“My dear!” Hetty assured her, “that is past praying for. She will be weary to death; and he, as you know, is in a mood to-day! Though you thought it unfeeling, I rejoiced when he announced he was not riding to Bawtry to meet her but would send Sander instead: for whatever news she brought he would have picked holes in it and wrangled all the way home. But this is his masterpiece. It contrives to get the most annoyance out of both plans. I often wonder”—here Hetty clasped her knee again, and, leaning back against the turf, let her eyes wander over the darkening landscape—“if our father and mother love each other the better for living together in one perpetual rasp of temper?”
“What is the hour?” asked Emilia.
Hetty glanced at the sun.
“Six, or a few minutes past.”
“She cannot be here before half-past seven, and by then the moon will be rising.
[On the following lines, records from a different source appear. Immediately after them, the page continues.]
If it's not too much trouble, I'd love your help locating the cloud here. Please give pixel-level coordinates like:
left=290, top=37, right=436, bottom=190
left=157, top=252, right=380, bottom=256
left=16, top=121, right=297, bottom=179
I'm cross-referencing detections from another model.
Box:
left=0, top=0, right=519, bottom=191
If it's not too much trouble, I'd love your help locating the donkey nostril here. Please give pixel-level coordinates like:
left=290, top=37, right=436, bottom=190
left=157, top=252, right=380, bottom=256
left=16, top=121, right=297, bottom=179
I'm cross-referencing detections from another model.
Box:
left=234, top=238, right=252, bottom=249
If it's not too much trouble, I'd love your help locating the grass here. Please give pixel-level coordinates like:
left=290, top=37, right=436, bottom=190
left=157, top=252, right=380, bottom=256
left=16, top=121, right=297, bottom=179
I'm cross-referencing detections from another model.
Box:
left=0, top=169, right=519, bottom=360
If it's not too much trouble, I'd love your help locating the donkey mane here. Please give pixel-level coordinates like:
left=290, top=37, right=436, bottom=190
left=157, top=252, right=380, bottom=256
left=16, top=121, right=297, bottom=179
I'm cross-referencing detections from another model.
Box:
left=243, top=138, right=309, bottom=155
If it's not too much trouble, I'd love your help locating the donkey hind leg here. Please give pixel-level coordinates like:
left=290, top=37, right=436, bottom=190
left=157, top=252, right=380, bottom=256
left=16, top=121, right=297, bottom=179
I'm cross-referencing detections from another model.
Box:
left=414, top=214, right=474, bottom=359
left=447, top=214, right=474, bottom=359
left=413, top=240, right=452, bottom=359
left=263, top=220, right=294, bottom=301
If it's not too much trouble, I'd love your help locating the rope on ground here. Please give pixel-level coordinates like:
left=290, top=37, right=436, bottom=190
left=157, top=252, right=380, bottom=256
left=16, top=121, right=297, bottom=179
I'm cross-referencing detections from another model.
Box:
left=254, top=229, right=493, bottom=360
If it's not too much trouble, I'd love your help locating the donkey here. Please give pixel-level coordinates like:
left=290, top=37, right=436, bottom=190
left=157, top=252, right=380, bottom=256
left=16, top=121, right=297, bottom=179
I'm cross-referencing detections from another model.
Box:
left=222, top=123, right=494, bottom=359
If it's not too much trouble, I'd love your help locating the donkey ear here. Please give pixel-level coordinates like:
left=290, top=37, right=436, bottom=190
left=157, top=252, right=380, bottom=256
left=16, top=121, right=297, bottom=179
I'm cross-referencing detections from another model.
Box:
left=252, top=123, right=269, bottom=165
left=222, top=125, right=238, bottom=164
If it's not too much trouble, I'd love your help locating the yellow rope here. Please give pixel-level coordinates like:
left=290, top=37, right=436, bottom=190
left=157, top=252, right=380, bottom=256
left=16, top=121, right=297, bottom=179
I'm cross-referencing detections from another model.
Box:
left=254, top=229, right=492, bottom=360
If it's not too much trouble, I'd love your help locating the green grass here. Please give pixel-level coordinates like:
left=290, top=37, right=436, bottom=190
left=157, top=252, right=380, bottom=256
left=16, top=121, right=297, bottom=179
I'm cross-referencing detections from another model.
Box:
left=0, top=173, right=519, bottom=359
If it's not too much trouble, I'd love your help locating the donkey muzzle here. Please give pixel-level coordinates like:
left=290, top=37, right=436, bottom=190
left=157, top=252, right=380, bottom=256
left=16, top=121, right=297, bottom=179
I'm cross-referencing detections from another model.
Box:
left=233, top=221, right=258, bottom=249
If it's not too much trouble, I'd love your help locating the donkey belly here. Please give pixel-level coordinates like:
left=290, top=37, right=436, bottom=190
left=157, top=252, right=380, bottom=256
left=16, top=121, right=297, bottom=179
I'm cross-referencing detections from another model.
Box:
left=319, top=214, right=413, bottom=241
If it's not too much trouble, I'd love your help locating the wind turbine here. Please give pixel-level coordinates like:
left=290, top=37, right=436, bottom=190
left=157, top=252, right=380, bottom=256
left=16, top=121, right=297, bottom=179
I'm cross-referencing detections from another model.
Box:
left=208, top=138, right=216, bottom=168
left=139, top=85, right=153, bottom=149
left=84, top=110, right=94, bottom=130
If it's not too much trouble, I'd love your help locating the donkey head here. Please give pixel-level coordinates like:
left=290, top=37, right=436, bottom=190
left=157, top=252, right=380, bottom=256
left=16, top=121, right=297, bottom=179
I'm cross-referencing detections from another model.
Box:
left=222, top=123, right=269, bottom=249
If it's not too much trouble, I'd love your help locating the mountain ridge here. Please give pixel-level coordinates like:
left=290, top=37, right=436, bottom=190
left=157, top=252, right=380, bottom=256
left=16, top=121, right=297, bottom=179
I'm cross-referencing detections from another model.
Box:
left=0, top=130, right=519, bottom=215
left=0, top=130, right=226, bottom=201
We will give her a regal harvest-supper, and enthrone her on the last sheaf. I have sent word to have it saved. And there shall be a fire, and baked potatoes.”
Kitty clapped her hands.
“And,” Hetty took up the tale, “she shall sit by the embers and tell us all her wanderings, like Aeneas, till the break of morning. But before we bid Johnny Whitelamb desist from drawing and build a fire, let us be six princesses here and choose the gifts our mother shall bring home from town.”
“You know well enough she has no money to buy gifts,” objected Patty.
“Be frugal, then, in wishing, dear Pat. For my part, I demand only a rich Indian uncle: but he must be of solid gold. He should come to us along the Bawtry road in a palanquin with bells jingling at the fringes. Ann, sister Ann, run you to the top of the mound and say if you see such an uncle coming. Moll, dear, ’tis your turn to wish.”
“I wish,” said Molly, “for a magic mirror.” Hetty gave a start, thinking she spoke of a glass which should hide her deformity. But Molly went on gravely. “I should call it my Why Mirror, for it would show us why we live as we do, and why mother goes ill-clothed and sometimes hungry. No, I am not grumbling; but sometimes I wish to know—only to know! I think my mirror would tell me something about my brothers, and what they are to do in the world. And I am sure it would tell me that God is ordering this for some great end. But I am weak and impatient, and, if I knew, I could be so much braver!” She ended abruptly, and for a moment or two all the sisters were silent.
“Come, Nancy,” said Hetty at length. “Patty will wish for a harp, for certain”—Patty’s burning desire to possess one was as notorious in the family as her absolute lack of ear for music—“and Emmy will ask for a new pair of shoes, if she is wise.” Emilia tucked a foot out of sight under her skirt.
“But I don’t understand this game,” put in Kezzy. “A moment ago it was Blue Beard, and now it seems to be Beauty and the Beast. Which is it?”